The rescue missions — more than 50 years apart — parallel one another, demonstrating the dangers of amateur caving and the painstaking process to rescue those trapped.
Much of the world rejoiced Monday with the news that divers had rescued the final four of 12 young soccer players and their coach from a flooded cave in northern Thailand.
The developments Monday ended a two-week ordeal that captivated audiences across the globe anxious to see members of the soccer team rescued, as journalists chronicled the international effort to see the boys to safety.
The concentration of divers, cave experts and military personnel are reminiscent of America’s largest cave search that took place in the 1960s in Hannibal, when the nation’s eyes were trained on the rescue attempt of three boys who went missing beneath Hannibal.
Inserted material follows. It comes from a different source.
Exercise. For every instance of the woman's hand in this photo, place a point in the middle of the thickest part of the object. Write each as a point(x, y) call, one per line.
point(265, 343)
While the scope of the rescue mission and amount of attention received are eerily similar, unlike this week’s successful rescue of the Thai soccer team, the three Hannibal boys were never seen again, and are likely buried somewhere beneath Route 79. The rescue missions — more than 50 years apart — parallel one another, demonstrating the dangers of amateur caving and the painstaking process to rescue those trapped.
Joel Hoag, 13, his brother Billy Hoag, 11, and their neighbor Craig Dowell, 14, went missing on May 10, 1967, after entering Hannibal’s Murphy’s Cave to explore. Many caves had been uncovered by blasting associated with the improvement to Route 79. Unlike the Thai episode, the children entered the cave alone. They were last seen by a school teacher around 5:15 p.m.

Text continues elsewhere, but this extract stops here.